While doing some exhaustive research so as to be of service to the informed readers of this publication, it was quite amazing to see how little has been written, spoken and sung about South African Merlot wine. There are reams of missives on Shiraz and Cabernet Sauvignon and Chenin Blanc and little-known, trendy bottles made from weird grapes like Verdelho and Palomino, but the Merlot voices are largely silent.
What makes this dearth of information stranger still, is the fact that – as far as single varieties go – Merlot is the number one selling red wine in South Africa. Which, actually, might offer some explanation as to why it is not getting more airtime from the weighty voices of the informed wine critics who follow the rule of: if it is so popular, it can’t be that good.
But common taste be damned, I love me a good juicy Merlot. When well-made, this red wine offers a muscular, stern presence while at the same time wrapping the senses in a silky cloak of gentle, seductive fruit flavours.
Jordan Wine Estate in Stellenbosch has captured the essence of Merlot in a wine it calls Black Magic, an evocative name that is doing wonders in attracting a new generation of wine-lovers to this variety. But then again, everything Jordan does is pretty much spot-on. If I ever find myself in doubt as to what wine to select I’ll go for something with Jordan on the label. Owners Gary and Kathy Jordan are both wine-makers who follow a rigorous commitment to quality in everything they do, and Jordan’s reputation as one of the Cape’s leading producers is well-deserved.
The Jordan Black Magic Merlot 2014 has its origins in vineyards set in granite soils lined with black tourmaline – Gary is a trained geologist, so I am with him on this one. Merlot vineyards were planted in these ancient dark soils to complement the grapes’ flavour profiles, which along with skill in the cellar has helped create a wine I can only describe as magnificently delicious.
The wine spent 16 months in French oak barrels, a combination of old and new, and the wood has added a statuesque structure to a wine oozing flavours of red fruit and spice with a slight herbal tint. Prunes and ripe plums abound, and on the spice side I found a touch of cardamom and cinnamon.

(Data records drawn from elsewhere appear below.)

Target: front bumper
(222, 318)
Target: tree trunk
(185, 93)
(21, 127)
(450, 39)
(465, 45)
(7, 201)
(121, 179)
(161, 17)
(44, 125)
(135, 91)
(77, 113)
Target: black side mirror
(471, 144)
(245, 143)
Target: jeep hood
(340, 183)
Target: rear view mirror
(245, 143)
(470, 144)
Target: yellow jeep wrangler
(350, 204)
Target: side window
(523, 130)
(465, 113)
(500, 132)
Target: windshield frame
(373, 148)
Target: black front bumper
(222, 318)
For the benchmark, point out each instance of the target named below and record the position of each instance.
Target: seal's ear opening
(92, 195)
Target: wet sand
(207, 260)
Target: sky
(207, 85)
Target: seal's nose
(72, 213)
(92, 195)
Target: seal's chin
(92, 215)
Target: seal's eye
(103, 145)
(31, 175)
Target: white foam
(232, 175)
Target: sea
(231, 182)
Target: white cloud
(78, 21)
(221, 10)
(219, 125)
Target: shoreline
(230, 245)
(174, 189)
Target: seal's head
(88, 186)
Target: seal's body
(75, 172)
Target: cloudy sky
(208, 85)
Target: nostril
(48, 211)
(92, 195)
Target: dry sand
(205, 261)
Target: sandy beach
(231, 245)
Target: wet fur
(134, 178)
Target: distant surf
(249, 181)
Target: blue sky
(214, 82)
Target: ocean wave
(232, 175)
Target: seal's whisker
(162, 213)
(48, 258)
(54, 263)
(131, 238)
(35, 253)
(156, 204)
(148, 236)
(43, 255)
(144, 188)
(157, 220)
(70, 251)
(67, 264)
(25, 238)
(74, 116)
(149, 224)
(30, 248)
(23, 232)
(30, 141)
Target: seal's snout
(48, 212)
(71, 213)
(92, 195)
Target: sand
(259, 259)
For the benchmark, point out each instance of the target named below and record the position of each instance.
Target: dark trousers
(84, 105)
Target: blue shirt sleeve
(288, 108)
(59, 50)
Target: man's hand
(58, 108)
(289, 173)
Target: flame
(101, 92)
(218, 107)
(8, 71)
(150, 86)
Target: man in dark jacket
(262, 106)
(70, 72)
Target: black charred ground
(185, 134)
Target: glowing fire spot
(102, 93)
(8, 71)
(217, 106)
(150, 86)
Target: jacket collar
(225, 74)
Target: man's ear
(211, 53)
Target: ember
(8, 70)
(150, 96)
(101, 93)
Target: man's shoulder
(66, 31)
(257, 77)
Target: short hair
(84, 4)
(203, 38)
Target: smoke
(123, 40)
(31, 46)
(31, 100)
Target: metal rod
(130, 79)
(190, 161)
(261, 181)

But the main feature is the gorgeous smooth, soft way the wine lies on the palate allowing the heady flavours to drift towards a long, smooth finish.
A great wine on its own or with roasted meats and creamy pastas.
While we are on the theme of funky names, how about the Steenberg Rattlesnake Sauvignon Blanc? Well if snakes are the thing, Rattlesnake is more in-tune with the Constantia language than Pofadder of Geelslang.
However, this wine is named after HMS Rattlesnake which fought against the Dutch in the Battle of Muizenberg in 1795 and has become one of the most popular offerings from Steenberg Vineyards, which claims to be the oldest registered farm in the Cape.
The Rattlesnake is always dominated by Sauvignon Blanc, but in some years a small percentage of Sémillon is added to give palate-weight and a bit of body. This was not needed in the 2016 vintage, and the 100% Sauvignon Blanc offers a pristine example of who great this kind of wine can be when the grapes come from the right site and the winemakers handle them with the requisite skill.
No, you are not going to get a zingy, sharp, green Sauvignon Blanc in the Rattlesnake. For the wine was given wooding in large barrels of French oak, adding a dimension of class, sophistication and superiority.
Fruit is there, a fresh line of lychee, kumquat and white pear. But what the wooding does is broaden the structure, providing a podium from which the balance of acid, fruit and freshness can speak in an assertive and lasting voice. What a white wine this is, and a call for wooded Sauvignon Blanc to be placed in the category of South African Greatness.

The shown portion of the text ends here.